Barriers to Adoption of MFA for Small and Medium-Sized Businesses
Although MFA offers a straightforward solution in reducing risk of cyberattack, most SMBs have yet to take advantage of this technology. This is understandable as business owners and leaders must wear multiple hats, juggling competing priorities with often limited budgets.
According to the Cyber Readiness Institute, when we dive deeper into the details, there are three key barriers to MFA adoption:
- Lack of Awareness — 55% of SMBs are reported to remain unprotected because they’re simply unaware of MFA and its benefits to their organization
- Limited Understanding — Beyond a lack of awareness, 30% of business owners said they don’t utilize MFA because they simply don’t know how it works. In addition to the fundamental functionality, there are a variety of MFA options to consider, including a range of form factors that can be utilized to best meet an organization’s needs.
- Perceived Inconvenience — 20% of SMBs believe MFA is too inconvenient, when in reality, we’re all more familiar with the concept than we think
How Smaller Businesses Can Best Implement MFA
In the rapidly evolving threat landscape, SMBs must find ways to better protect themselves and their sensitive information.

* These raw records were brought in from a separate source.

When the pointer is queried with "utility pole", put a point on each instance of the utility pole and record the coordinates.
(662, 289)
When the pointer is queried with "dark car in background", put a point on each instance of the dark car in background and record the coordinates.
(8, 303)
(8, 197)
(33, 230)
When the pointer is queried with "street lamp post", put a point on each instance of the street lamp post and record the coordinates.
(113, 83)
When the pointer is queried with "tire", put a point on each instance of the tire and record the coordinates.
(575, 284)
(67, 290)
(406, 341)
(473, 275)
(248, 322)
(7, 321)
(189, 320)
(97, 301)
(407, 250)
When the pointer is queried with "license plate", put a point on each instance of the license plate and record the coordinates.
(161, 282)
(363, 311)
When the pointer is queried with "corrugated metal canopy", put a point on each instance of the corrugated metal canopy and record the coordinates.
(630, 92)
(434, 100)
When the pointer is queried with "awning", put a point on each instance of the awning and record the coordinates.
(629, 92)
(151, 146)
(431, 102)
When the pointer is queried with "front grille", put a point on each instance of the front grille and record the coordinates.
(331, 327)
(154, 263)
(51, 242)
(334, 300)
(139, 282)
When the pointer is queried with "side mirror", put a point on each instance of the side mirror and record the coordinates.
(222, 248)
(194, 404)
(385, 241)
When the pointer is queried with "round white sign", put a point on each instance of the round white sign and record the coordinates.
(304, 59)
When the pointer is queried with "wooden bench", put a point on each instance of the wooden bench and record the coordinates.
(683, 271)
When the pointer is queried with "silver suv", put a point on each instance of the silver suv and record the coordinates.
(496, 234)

MFA can serve as a fundamental piece of a larger cybersecurity puzzle for small and medium businesses by allowing them to quickly and easily increase security and convenience.

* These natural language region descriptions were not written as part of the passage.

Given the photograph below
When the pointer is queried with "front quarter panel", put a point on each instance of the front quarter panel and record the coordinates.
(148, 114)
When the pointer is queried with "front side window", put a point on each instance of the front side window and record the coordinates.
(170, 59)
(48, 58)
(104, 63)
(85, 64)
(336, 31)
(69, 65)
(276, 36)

For example, implementing MFA allows these organizations to eliminate reliance on passwords, which not only increases security, but also improves user experience. In addition, MFA facilitates a safer remote and/or hybrid work environment so employees can securely access necessary information from a variety of locations and devices.
So, what should decision-makers know about MFA for their SMB? Take a look at these guidelines to help find the right technology solution and provider for your needs:
- Ease of Use — The right MFA solution should offer a variety of authentication methods but should also be easy to adopt and use across the organization. After all, this added security measure is there to provide assurance and convenience — not to make life more difficult.
- Multiple Methods and Form Factors — Determine the best combination of authentication methods and form factors. Some providers offer only a small selection, which can tie you down to very basic and inflexible options that do not fully meet your unique needs.
- Easy Deployment and Management — Time is money, especially for SMBs. Some solutions can take months to deploy, require extensive training and new installation codes, as well as potential overhauls to existing applications. Look for a solution that can be up and running in days.
- A Complete Solution — Any MFA solution should provide comprehensive security across all of your assets, including your PCs, mobile devices, applications and networks
- Compliance — Compliance impacts businesses of all sizes, particularly those in regulated industries. As such, be sure to find a provider that meets evolving industry standards, including data protection such as GDPR and CCPA.
- Adaptability — As your business grows, your security needs will also evolve, with some users or parts of your business requiring more security than others. Make sure your provider allows you to scale and adjust accordingly.
Leading and growing a smaller business is a big challenge. Fortunately, adopting MFA provides a safety net to help thwart cybercriminals, protect your business’ reputation and most importantly, help protect your bottom line.